I am afraid that this October we may not see the brilliant colors of our maples. Back in September I attended the Woodstock Fair and helped at both the TLGV information booth and the Eastern Connecticut Forest Landowners Association (ECFLA) information booth in the Agriculture Exhibits Building. I lost count of how many people asked us about the maple leaves drying up and dropping off their trees. I had noticed this condition with the large sugar maples on our property in Putnam. I checked in with my friend, and ECFLA founder, Steve Broderick to get his read on what was causing this maple leaf condition. Steve is well known in our region for his expertise in forestry, and for several years was the UCONN Extension Education Forester.

In response he explained it was a fungal disease, maple leaf anthracnose, a condition that has actually been discovered throughout our region. Thankfully it is not usually fatal to the tree. Here is some helpful information from the University of Massachusetts Center for Food, Agriculture and the Environment.

 All native and non-native maples commonly planted as woody ornamentals are susceptible to infection of maple anthracnose. These include sugar maple ( saccharum), red maple (A. rubrum), Norway maple (A. platanoides), silver maple (A. saccharinum) and Japanese maple (A. palmatum).

 ple anthracnose is often a minor disease that only reduces the aesthetic value of infected trees. Under ideal environmental conditions, the disease can be more serious, leading to premature defoliation and contributing to the decline of stressed and weakened trees. Healthy trees that are defoliated early in the growing season are often able to flush a new set of foliage and recover. Young trees that are recently transplanted are more susceptible to lasting damage while older, established trees typically suffer only minor growth losses.

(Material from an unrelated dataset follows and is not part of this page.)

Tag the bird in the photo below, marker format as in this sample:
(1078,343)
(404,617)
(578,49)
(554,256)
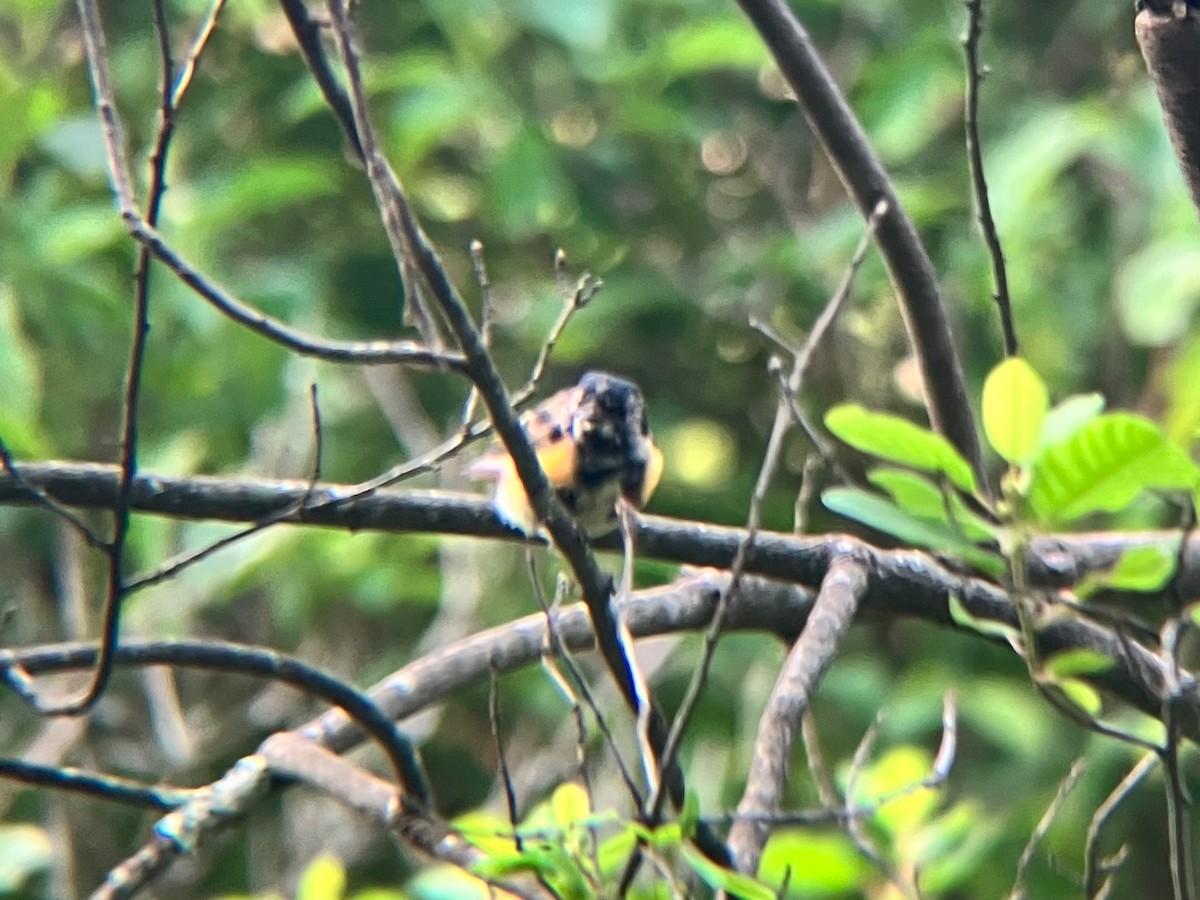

Symptoms can vary by host and fungal pathogen present, but in general the symptoms are characterized by dark-colored, irregularly-shaped, angular spots or blotches that occur primarily along the midrib, primary veins and leaf margins. Lesions on Norway maple tend to be narrow, purplish-black streaks along leaf veins. On sugar maple, lesions occur along primary veins and appear as large, brown blotches. On Japanese maple, lesions occur along primary veins and leaf margins and the lesions can appear both tan or black in color.

Anthracnose fungi overwinter within leaf tissue and in infected twigs and buds. In the spring, fruiting bodies are produced and spores are spread by wind and splashing rainwater. Anthracnose fungi form within leaf spots and blotches and can be found on the upper or lower leaf surface and along veins or midribs.

Spores are produced whenever environmental conditions allow (mild and wet) from spring through late-summer, but are typically most abundant in late spring and early summer. Many anthracnose fungi have limited activity during mid-summer, when conditions are often drier and hotter. Symptoms on twigs and buds are less common on maples but under high disease pressure, tender shoots may be killed.

It is apparent that the rainy spring and summer has initiated the maple anthracnose that we are seeing impact the leaves of our region’s maples, and likely will impact the colorful fall foliage from our beautiful sugar and red maples. If you’re interested in learning more about maple leaf anthracnose you can find the May 2023 UMASS factsheet written by Nicholas J. Brazee at: https://ag.umass.edu/landscape/fact-sheets/maple-anthracnose

Despite the concern with maple leaf anthracnose and the possibly diminished colorful foliage of October, I for one will still enjoy the glorious month of October. If we’re disappointed in the color of the maples, just remember to look for the brilliant yellow color of our hickory and birch foliage. Oak leaves turn color later in the fall, and their muted shades of brown, tan and red are a welcome sight before the onset of winter.

October is here. I hope to see you at one or more of our Walktober walks, hikes, paddles, programs and events. This month brings countless ways to enjoy our beautiful region. I hope you’ll join me to care for, enjoy, and pass on this place we call home – The Last Green Valley.